I’m really lucky [because] on “How to Get Away With Murder,” we only shoot 15-episode seasons. Not only does it creatively contain the show, it allows all of us to work on outside projects, which as an actor is obviously the dream. My team and I started talking around December 2014 about what my hiatus job was going to be. We wanted it to be something as antithetical to Connor Walsh [as] we could achieve. We heard that Ridley Scott was doing “Mercy Street” [with creators] Lisa Wolfinger and David Zabel. Add to that that it’s period, that I’d be up on a horse and shooting guns—it felt very different, and for that reason it felt very right. Pair that with my childhood and to-this-day fascination with the Civil War, and it was the perfect project.
How do you typically prepare for an audition?
Especially when living in New York, you’re dealing with how crazy the city can be itself and catching the subway and getting to the audition and removing layers of clothes or putting on layers of clothing based on the weather—it’s a total nightmare. I would always go to auditions as early as possible so I could just sit there and acclimate and change my sweaty T-shirt. I have a lot of anxiety just generally. A good friend of mine has been teaching me some Kundalini yoga meditations and breathing exercises, which have been super helpful, I’ve found, for the audition process. I’ll throw in headphones and just go through these little meditations—they’re 10 minutes long—[to] try and center myself before going in.
Which of your performances has left a lasting mark on you?
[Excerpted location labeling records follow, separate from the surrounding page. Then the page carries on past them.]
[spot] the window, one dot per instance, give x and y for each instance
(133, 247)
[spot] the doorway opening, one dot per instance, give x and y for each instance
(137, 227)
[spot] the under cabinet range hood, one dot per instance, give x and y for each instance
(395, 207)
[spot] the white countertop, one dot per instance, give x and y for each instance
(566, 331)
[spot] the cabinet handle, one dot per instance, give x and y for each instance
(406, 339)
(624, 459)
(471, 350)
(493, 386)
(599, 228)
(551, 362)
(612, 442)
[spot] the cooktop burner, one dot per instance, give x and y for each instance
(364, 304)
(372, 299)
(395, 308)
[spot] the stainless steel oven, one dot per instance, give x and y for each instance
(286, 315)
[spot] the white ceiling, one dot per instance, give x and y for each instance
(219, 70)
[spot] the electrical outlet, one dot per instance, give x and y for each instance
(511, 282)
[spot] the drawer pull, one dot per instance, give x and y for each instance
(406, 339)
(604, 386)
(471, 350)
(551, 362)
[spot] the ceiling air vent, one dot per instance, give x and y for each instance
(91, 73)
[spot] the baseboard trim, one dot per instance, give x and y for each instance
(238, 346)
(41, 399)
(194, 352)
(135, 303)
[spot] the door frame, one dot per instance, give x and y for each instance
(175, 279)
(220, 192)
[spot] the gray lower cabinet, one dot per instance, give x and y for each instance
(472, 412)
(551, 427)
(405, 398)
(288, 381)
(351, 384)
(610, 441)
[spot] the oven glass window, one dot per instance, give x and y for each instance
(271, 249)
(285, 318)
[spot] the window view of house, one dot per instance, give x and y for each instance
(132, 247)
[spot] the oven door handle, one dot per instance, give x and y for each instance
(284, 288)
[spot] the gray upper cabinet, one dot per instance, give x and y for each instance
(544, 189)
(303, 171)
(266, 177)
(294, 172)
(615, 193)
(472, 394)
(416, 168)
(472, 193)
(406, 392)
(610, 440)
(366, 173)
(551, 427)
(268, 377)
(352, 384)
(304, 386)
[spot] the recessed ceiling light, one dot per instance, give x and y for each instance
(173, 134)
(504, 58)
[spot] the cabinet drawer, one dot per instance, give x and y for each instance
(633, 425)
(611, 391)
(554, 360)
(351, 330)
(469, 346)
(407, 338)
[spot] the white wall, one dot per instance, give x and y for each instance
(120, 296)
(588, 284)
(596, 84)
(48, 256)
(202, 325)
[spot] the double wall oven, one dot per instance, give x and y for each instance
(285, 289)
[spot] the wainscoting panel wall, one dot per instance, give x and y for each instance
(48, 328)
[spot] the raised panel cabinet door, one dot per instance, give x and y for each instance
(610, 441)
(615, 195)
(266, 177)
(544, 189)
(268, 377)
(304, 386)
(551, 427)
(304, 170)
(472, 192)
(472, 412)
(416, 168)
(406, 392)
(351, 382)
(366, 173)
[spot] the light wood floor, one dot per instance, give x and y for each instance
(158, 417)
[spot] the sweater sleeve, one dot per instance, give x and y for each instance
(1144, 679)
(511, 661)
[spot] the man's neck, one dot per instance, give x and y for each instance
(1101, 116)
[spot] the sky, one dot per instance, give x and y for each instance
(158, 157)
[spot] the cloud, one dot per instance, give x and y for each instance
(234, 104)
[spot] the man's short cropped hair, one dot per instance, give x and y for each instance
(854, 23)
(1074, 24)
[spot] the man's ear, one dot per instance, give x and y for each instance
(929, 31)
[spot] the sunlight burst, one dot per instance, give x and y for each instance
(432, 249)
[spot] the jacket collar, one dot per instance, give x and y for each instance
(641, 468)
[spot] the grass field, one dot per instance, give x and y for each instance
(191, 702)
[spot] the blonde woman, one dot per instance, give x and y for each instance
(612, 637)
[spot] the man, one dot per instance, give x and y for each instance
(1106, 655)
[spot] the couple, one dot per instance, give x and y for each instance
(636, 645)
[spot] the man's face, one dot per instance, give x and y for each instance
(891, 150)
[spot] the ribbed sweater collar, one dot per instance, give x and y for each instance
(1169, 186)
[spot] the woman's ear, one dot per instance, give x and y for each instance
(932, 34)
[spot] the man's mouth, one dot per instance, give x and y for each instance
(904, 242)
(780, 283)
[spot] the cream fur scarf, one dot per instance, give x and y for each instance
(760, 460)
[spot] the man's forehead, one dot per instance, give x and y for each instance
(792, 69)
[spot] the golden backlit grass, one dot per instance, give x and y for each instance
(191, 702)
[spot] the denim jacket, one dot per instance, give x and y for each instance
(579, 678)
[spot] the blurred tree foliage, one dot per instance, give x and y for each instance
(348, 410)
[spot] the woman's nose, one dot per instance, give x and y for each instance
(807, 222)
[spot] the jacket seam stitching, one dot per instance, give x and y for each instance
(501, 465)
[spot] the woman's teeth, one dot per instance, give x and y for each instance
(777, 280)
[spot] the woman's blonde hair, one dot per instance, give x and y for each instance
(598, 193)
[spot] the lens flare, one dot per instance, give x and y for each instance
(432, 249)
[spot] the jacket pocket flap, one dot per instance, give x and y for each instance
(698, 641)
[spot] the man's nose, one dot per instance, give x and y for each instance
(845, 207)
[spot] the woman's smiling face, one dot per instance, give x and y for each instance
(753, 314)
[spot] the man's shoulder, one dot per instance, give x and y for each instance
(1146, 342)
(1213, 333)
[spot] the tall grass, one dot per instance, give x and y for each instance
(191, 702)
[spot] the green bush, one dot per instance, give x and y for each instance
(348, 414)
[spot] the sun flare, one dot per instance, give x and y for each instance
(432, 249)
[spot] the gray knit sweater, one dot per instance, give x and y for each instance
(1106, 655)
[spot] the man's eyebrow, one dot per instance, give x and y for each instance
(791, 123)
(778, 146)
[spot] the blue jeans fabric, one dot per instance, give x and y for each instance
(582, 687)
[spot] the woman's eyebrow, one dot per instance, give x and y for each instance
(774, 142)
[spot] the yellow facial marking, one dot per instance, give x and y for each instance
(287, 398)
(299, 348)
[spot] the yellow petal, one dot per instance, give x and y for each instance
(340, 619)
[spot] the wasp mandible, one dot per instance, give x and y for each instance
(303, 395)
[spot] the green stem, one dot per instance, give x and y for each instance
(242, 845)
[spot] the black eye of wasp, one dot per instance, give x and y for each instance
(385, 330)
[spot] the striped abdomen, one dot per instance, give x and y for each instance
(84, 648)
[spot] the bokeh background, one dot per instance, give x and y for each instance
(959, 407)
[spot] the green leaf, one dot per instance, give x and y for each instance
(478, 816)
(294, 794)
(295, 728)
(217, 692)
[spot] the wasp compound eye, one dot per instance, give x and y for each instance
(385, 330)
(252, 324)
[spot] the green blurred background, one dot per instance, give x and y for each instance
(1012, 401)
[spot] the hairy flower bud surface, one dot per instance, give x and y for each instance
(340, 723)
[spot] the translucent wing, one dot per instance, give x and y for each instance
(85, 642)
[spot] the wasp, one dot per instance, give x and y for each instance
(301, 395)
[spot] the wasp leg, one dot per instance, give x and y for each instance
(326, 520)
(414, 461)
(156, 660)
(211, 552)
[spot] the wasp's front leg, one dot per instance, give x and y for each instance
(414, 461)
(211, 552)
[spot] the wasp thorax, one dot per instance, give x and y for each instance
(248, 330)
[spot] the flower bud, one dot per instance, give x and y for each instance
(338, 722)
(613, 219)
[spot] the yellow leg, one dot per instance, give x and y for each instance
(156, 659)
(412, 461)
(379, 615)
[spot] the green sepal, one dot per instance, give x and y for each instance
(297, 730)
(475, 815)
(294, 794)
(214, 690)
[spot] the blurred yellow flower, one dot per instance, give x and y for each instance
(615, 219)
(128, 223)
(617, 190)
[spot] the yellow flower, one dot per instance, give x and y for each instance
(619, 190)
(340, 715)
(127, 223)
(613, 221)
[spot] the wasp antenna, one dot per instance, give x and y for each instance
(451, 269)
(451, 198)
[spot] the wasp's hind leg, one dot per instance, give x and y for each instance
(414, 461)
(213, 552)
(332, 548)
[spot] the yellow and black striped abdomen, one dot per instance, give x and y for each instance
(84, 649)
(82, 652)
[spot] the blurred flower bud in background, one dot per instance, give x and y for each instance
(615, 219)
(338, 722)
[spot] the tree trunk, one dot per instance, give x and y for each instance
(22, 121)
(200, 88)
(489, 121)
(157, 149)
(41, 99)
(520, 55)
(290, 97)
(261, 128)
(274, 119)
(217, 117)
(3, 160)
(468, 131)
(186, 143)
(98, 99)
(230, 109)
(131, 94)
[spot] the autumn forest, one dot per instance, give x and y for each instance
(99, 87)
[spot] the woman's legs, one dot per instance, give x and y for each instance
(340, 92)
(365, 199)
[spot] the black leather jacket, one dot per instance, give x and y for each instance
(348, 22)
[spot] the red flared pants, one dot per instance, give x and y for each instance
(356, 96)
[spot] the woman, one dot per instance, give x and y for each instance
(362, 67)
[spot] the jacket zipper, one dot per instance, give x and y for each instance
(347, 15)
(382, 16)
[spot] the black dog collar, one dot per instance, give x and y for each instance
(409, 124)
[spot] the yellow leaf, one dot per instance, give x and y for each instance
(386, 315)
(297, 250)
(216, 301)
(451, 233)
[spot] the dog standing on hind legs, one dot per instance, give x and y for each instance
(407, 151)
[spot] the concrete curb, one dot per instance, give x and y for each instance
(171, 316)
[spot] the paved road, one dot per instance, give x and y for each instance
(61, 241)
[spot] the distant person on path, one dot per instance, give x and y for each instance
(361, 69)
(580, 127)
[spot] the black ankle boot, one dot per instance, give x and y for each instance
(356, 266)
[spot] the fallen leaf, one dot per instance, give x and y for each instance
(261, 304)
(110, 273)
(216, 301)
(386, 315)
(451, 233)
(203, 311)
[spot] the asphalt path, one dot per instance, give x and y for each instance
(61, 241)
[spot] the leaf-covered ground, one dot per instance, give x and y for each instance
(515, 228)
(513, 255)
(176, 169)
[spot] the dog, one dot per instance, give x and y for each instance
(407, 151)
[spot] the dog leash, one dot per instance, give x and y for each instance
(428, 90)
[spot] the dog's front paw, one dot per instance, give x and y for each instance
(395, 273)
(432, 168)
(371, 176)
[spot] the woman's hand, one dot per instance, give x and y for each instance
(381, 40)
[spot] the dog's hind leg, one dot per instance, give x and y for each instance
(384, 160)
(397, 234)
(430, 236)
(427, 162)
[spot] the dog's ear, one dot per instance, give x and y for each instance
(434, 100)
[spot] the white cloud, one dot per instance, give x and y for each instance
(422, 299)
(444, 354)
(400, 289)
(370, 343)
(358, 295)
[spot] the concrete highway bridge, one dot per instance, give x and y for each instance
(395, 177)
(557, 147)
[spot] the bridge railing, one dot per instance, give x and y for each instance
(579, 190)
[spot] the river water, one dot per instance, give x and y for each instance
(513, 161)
I learned a lot playing Charlie McBride on “Twisted” on ABC Family. That was my first gig out here, and just learning how a set works—that’s something you don’t learn at all in school. You don’t learn until you’re doing it.
What do you wish you’d known before you started acting?
I’m glad that I knew so little going into it because I think that I wouldn’t have done it. I’ve entered the business from an extremely privileged position—just my education and the family that I come from and the opportunities that I’ve been granted. But I think had I known the realities of how tough it can be, I wouldn’t have even come into the industry. I would’ve been scared. I felt that this was the thing that I wanted to commit to and spend my life doing, but I was so naive.
What was your most memorable survival job?
When I moved out West, I drove for Lyft, which is a ride-sharing company. That was one of the better survival jobs I’ve had that was somewhat applicable to acting. I was driving the graveyard shift overnight, when I would get a lot of intoxicated people in the back of my car, and you would see all sorts of characters. I had this little journal that I would write down about passengers’ characteristics that I found interesting. I’ll have to dust that off.
In the alternate universe in which you aren’t an actor, what would you be doing?
I think about that often. I wasn’t the greatest student. I got by and got good grades and everything, but I think that for me, the acting bug bit me. It was just the first thing that really inspired me, so I don’t know. I think it is the thing that I do because I can’t imagine myself doing anything else, but I do wonder, you know, had I traveled after high school or gone to a liberal arts school and [taken] a more traditional career path, would I have been inspired by something else that would have compelled me to pursue another career?
What is your worst audition story?
I workshopped the musical “The Last Ship,” that Sting put up on Broadway last season. I went to NYU for musical theater, but I’ve never been the strongest singer. I remember going into this audition, and I had to sing 16 bars, and [then] there was a scene. I sang the 16 bars and I had, like, a panic attack while I was singing. Just going through my mind, all of these thoughts: What are you doing? You don’t belong here. They said something to me—presumably, “OK, now let’s see the scene”—and I just said, “Thank you,” and I walked out and left the audition. I got outside and shut the door and my hand was still on the handle when I realized, You didn’t do the scene! So I burst in and just started doing the scene. I thought it was a disaster, and then somehow I ended up booking the thing.